Members of the WAP signature motif family exhibit fundamental roles in growth control, differentiation, and tissue remodeling in development and maintenance of homeostasis in adult tissue. The Kallmann syndrome protein is a peripheral membrane protein, which is proteolytically released in soluble form and may be a neuronal axon chemoattractant (53). Mutations or deletions in the Kallmann syndrome protein lead to defective embryonic migration and differentiation of olfactory and gonadotrophin-releasing hormone-synthesizing neurons in development, resulting in the hypogonadotropic hypogonadism and anosmia of Kallmann syndrome (49). Expression of elafin is down-regulated in poorly differentiated squamous cell carcinoma (48) and in mammary carcinoma cells (54), and its loss of expression has been postulated to facilitate tumor progression in these tissues. WDNM1 was identified in a subtractive hybridization screen to identify potential tumor suppressor genes in mammary cancer (47, 55) as a transcript down-regulated in metastatic breast cancer cell lines. Although the significance of ps20 expression in vivo is not yet known, alterations in the expression of other WAP family members clearly influence growth control in vivo.

We initially identified ps20 protein as the major protein component of the mesenchymally produced UGIF activity, which has a growth-inhibitory effect on epithelial cell lines in vitro (25-27). We now report that ps20 localizes to the periacinar ring of smooth muscle in immediate contact with the secretory epithelial acini in the prostate gland. Whether or not the weak immunoreactivity observed in epithelial cells represents a low level of expression by these cells or stromally produced ps20 incorporated by these cells is not yet clear. The in vivo localization of ps20 in smooth muscle supports a putative role for ps20 in stromal-epithelial interactions in the prostate gland.

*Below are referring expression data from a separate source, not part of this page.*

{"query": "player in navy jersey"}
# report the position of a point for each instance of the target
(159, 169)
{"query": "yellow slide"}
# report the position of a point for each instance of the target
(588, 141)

The significance of the apparent differential expression of ps20 by different types of smooth muscle cells is unknown, but is evident at both the mRNA and protein levels. Expression of ps20 message and protein was relatively low in many organs containing visceral smooth muscle, including the stomach and small and large intestines, which have thick walls of smooth muscle layers. Of interest, the staining intensity of ps20 in vascular smooth muscle, particularly in both larger elastic arteries and small muscular arteries, was consistently high and similar to or higher than in prostate smooth muscle. The elevated mRNA expression observed in heart tissue by Northern analysis is not likely due to expression by cardiac muscle cells, which were not immunoreactive, but is likely due to high expression by coronary artery and large elastic artery smooth muscle cells, which were highly immunoreactive with ps20ab-1. Vascular diseases are typified by medial hypertrophy and neointimal proliferation. The localization of ps20 in vascular smooth muscle suggests ps20 may play an autocrine role in regulation of smooth muscle proliferation and maintenance of homeostasis in the vasculature.

The specific mechanisms of ps20 biological action and functional role in vivo are not yet known. ps20 could potentially inhibit cell proliferation through alterations of growth factor bioavailability, extracellular matrix remodeling, or alterations of cell adhesion. Based on our data to date, no specific ps20 mechanism can be ruled in or ruled out. Definitive characterization of ps20 mechanisms of biological action awaits a more complete functional characterization of activity in vitro and in vivo.